Hubble's 1995 image of a star nursery was amazing. Take a look at NASA's new version
Nearly 30 years ago, NASA's Hubble Space Telescope captured the first image of the Pillars of Creation — the iconic star nursery featuring thick pillars of gas and dust. Now, the new James Webb Space Telescope has captured NASA's most detailed image of the landscape that is helping scientists better understand how stars form.
The James Webb telescope, billed as the successor to the aging Hubble, is optimized to see near- and mid-infrared light invisible to people, allowing it to peer through dust that can obscure stars and other objects in Hubble images. While James Webb's infrared eyes were not able to pierce through a mix of gas and dust in the Pillars of Creation, its new view will help scientists identify more precise counts of newly formed stars, and the amount of gas and dust in the region.
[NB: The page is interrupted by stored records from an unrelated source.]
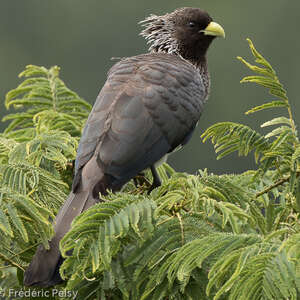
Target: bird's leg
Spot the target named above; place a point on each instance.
(156, 180)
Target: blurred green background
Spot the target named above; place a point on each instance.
(81, 37)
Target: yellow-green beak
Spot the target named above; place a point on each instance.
(214, 29)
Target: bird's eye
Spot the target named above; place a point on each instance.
(191, 24)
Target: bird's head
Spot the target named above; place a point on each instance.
(187, 32)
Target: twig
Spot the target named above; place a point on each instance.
(277, 183)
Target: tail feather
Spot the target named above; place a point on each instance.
(44, 268)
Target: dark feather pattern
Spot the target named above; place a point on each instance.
(149, 105)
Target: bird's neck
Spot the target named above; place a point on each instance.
(201, 66)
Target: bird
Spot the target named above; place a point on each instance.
(149, 106)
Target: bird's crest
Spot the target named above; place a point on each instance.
(159, 32)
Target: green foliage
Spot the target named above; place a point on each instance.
(36, 153)
(201, 236)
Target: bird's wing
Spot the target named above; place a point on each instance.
(148, 106)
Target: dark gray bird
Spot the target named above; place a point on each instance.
(149, 106)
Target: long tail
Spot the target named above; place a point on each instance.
(44, 268)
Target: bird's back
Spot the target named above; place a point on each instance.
(147, 107)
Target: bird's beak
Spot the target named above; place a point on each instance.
(214, 29)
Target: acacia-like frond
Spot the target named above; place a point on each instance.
(46, 101)
(229, 137)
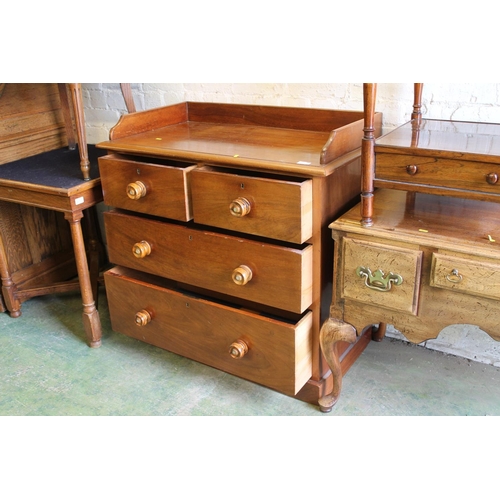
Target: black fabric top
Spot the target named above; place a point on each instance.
(59, 168)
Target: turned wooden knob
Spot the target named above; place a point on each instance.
(142, 318)
(492, 178)
(412, 169)
(242, 275)
(136, 190)
(240, 207)
(238, 349)
(141, 249)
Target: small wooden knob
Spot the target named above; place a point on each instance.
(242, 275)
(240, 207)
(412, 169)
(238, 349)
(141, 249)
(492, 178)
(136, 190)
(142, 318)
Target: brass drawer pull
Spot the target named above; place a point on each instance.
(141, 249)
(238, 349)
(412, 169)
(492, 178)
(142, 318)
(136, 190)
(242, 275)
(240, 207)
(378, 280)
(454, 276)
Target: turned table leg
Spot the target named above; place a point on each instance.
(91, 320)
(332, 332)
(10, 300)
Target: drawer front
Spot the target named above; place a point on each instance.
(277, 276)
(481, 278)
(153, 188)
(267, 351)
(455, 174)
(271, 208)
(381, 274)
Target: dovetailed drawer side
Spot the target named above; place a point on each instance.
(264, 350)
(152, 186)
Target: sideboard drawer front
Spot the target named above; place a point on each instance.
(278, 353)
(481, 277)
(277, 276)
(400, 267)
(156, 187)
(439, 172)
(269, 207)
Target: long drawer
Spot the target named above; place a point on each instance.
(258, 348)
(465, 275)
(152, 186)
(381, 274)
(439, 172)
(274, 275)
(271, 207)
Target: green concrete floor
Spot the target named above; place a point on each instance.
(47, 369)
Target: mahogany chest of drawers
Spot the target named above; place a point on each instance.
(219, 234)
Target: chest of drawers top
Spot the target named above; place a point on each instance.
(302, 141)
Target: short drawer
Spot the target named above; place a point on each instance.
(441, 172)
(381, 274)
(274, 275)
(481, 277)
(153, 186)
(270, 207)
(264, 350)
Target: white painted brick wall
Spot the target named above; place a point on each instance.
(104, 105)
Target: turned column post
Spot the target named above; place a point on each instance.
(368, 154)
(76, 97)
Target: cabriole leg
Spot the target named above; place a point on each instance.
(332, 332)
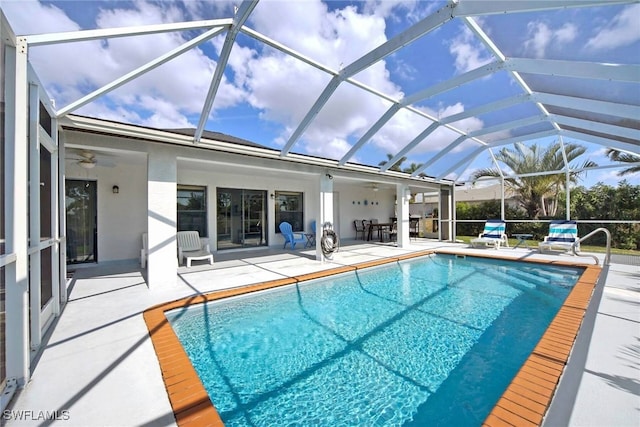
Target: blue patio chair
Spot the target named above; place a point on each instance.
(494, 234)
(562, 235)
(290, 236)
Klaus Pontoppidan, a project scientist working on the James Webb, wrote on Twitter that the team wanted to capture the Pillars of Creation using the new space telescope after seeing popular demand for it.
"The nebula, M16, is located right in the plane of the Milky Way; there are just so many stars!" Pontoppidan wrote. "This image was taken in exactly the same way as the cosmic cliffs, and covers an area the same size on the sky."
Kirsten Banks, an astrophysicist and science communicator, praised James Webb for revisiting the Pillars of Creation and giving scientists more precise data to learn from about the formation of stars.
"Not only are there obvious stars speckled in every nook and cranny of this image, but if you look closely at the tips of the pillars, you can see this fiery redness," Banks said in a Twitter video. "It looks like a volcano spitting lava."
The red spots at the edges of some pillars come from young stars, estimated to be a few hundred thousand years old, that shoot out supersonic jets which excite surrounding hydrogen molecules and create the crimson glow.
Before James Webb's success, the telescope had to endure more than 20 years of technical difficulties, cost overruns, delays, and threats from Congress to kill it altogether. Critics were skeptical of its large size, the Webb's primary mirror boasting six times more light collecting area than that of the Hubble.